Göktuğ. Şu sarı kafa... Sinirlensemde haklıydı bir açıklama bekliyorlardı. Olaya onların gözünden baktığımda hiç tanımadıkları halde yardım ettikleri iki insanın ihanet etmesinden korkuyorlardı. Üstelik biri çoktan yalanlarına inandırmıştı.
"Haklısınız. Her şeyi anlatmaya başlamadan önce Tenebris ordusunun yeniden kurulduğunu hatırlatmak istiyorum. Adım Olcay sizin gibi sıradan bir insanım tabi yaşadıklarım hiç de sıradan şeyler değiller. Göğün çocuklarının arkadaşıyım, yanlarına geri dönmenin bir yolunu arıyorum ve buldum. Tahmin edeceğiniz üzere bu gördüğünüz kişi gerçek dedem değil ama çok saygı duyduğum bir büyüğüm. Öncelikle konuştuğumu saklamamın nedeni ben Profesör kadar iyi konuşan biri değilim sizin düşman ya da dost olduğunuzu anlamadan yanlış şeyler konuşup başımı belaya sokabilirdim. Dost olduğunuzu anladıktan sonra konuşmamamın sebebi ise Börü Han'ın emriydi. Bu yazıları siz okuyamıyorsunuz ama Mu'da kullandığımız yazı olduğu için okuyabileceğimi düşündüm ancak harfler şifrelenmişti. Bu yüzden yazıları okuyana kadar konuşmazsam zaman kaybetmezdim. İşte böyle."
"Peki ya yangın? Ailenin ölümü? Onlarda mı yalandı?"
Hayal kırıklığı sesinden belli olan Çakır'a baktım. Karaca da koyu, derin bir boşluğa benzeyen gözleriyle bana bakıyordu.
"Evet. Ailem Mu da ve yanlarına dönmeye çalışıyorum."
"Elindeki yanık izi de sahte mi?"
Göktuğ tek kaşını kaldırmış sağ elime bakıyordu. Gülümseyerek sol elimle tuttuğum sağ elime baktım. Oradaydı. Ben kendimi bildim bileli hep orada olmuştu.
"Yanık izi gerçek ben bebekken olmuş. Sorularınız bitti mi?"
Yemek yemek gibisi yoktu. Tabi sofrada rahatça yemek yiyen bir tek bendim. Herkes derin düşüncelere dalmıştı. Ben de burada hergün et yemeye kötü alıştım. Neyse bir daha nerede bulacağım ki yiyeyim gitsin.

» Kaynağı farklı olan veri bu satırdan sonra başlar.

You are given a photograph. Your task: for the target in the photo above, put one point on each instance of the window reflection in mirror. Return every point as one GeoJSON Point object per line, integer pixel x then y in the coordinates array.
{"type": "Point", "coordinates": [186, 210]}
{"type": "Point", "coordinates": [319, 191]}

Zaten yemezsem yakında açlıktan bayılırım herhalde. Tam gözüme kestirdiğim muhteşem ötesi eti alacakken başka bir el benden hızlı davrandı. Elin sahibine baktığımda eti çoktan ağzına atmıştı. Yüzüme bakıp sırıttı. Bilerek yapmıştı. Yine de kızmadım en azından eskisi gibi boğazıma kılıç dayamıyordu.Kuzudan başka bir et parçası kopardıktan sonra ağzıma koymuştum ki Börü Han şimdi ne yapacağımı sormuştu.Elbette önceliğim köstekli saati bulup geri nasıl döneceğimi bulucaktım.Profesör de benimle aynı fikirde gibi görünüyordu.Derin bir nefes verip konuşacağım sırada nöbetçi alp içeri girdi. Atlantis'ten haberci gelmişti ve hiçte iyi haberler getirmemişti. Tenebris, Atlantis'i ele geçirmişti.